Ces deux tomes étaient donc liés dans mon esprit comme « la longue conclusion moins cool qu’il faut lire pour avoir l’histoire complète du premier ». Ce qui est un peu injuste. Le premier tome est bourré d’action, ça n’arrête jamais, mais il réussit à exposer son univers en parallèle avec l’action, ce qui est une grande qualité. Les deux tomes suivant développent plus cet univers : en plus d’un Gipsy qui fait la course contre une corporation pour être le premier à livrer des armes à des russes assiégés par des mongols, nous découvrons une faction supplémentaire dans ces régions : les tsaristes, nous découvrons également une société secrète, les assiégés eux-mêmes et les alliances se font et se défont entre tout ces ces groupes. C’est donc plus complexe et il faut un peu de temps mort pour présenter tout ça. Et pour parler d’amour, car Bibi, la sœur du Gipsy, tombe amoureuse ! On parle même mariage !
Bref, ceux qui reprochent à la série de n’être que pure action devraient payer un peu plus d’attention car le sujet est quand même bien plus complexe qu’il n’apparaît au premier abord. Les gros biceps et les jurons du Gipsy cachent plus de profondeur qu’on ne pourrait le croire. Et c’est vrai aussi pour les personnages qui sans être particulièrement complexes sont toutefois plus nuancés que ce qu’on aurait pu croire à la lecture du premier tome.
Tout cela nous écarte nécessairement un peu de l’action, encore qu’on ait toujours de la part des auteurs cette capacité à présenter les choses en parallèle de l’action. Est-ce que trois albums comme le premier auraient été meilleurs ? Sans doute pas : individuellement le premier est sans aucun doute plus accrocheur, plus fort, c’est un récit de course violente, de poursuite, dans sa quintessence, comme Mad Max 4, mais trois fois la même chose aurait sans doute été trop.
Et pour donner de la nuance au Gipsy, il faut le montrer capable d’autre chose que de se battre ou « tringler en beuglant comme un veau » selon les mots de sa sœur, donc malheureusement le voir se rendre quand l’opposition est trop forte, sans doute un point qui coûte cher à ces deux albums dans mon esprit.

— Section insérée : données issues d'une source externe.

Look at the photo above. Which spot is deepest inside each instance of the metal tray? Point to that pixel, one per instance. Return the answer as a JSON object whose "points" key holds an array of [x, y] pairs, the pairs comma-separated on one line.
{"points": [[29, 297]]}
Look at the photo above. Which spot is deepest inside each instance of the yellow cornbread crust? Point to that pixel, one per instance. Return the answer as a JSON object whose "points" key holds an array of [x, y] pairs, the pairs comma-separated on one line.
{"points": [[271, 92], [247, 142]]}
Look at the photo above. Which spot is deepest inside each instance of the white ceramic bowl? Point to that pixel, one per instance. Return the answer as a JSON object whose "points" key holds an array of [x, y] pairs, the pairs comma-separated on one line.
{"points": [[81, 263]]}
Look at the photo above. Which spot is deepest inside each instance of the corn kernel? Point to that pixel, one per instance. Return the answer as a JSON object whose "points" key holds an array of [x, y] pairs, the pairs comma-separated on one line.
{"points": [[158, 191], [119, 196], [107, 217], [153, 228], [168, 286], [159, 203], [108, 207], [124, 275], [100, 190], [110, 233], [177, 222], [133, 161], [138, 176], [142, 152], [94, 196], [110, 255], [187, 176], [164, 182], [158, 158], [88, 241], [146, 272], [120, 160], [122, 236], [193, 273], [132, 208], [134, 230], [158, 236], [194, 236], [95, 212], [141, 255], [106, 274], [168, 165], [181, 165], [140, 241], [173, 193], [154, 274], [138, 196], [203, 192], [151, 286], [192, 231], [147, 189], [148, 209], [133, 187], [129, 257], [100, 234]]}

Niveau décors, on reste sur de la neige, encore de la neige, toujours de la neige. J’aime bien. Mais je dois admettre que la Sibérie n’a pas beaucoup de variété de paysages à offrir ici. Dans cette série, l’hémisphère nord est en train de retomber dans un âge glaciaire, contrairement à notre réalité où nous provoquons un réchauffement climatique. Notons au passage que c’est une possibilité réelle car les âges glaciaires sont cycliques et nous n’en avons pas eu depuis longtemps. Pas de steppes donc, difficile de comparer avec Michel Strogoff à ce niveau, surtout que l’action se passe au niveau du cercle polaire. On retrouve par contre les ruines en feu et les cadavres pendus des invasions tartares.
Point positif par contre : dans ce futur âge glaciaire on a cloné des mammouths. On se retrouve donc avec une belle scène de combat au milieu d’une charge de mammouths et rien que ça c’est un indicateur de qualité !
Cette relecture m’a permis, des années après, d’aller au delà de la déception initiale que j’avais ressentie à la première lecture de ces deux albums. Mieux vaut tard que jamais je suppose, et il est toujours bon de savoir se corriger quand on a tort. Ça ne change pas grand chose par rapport à l’ordre de mes préférences dans cette série, mais j’ai appris à l’apprécier encore un peu plus.
Critique tirée de mon blog.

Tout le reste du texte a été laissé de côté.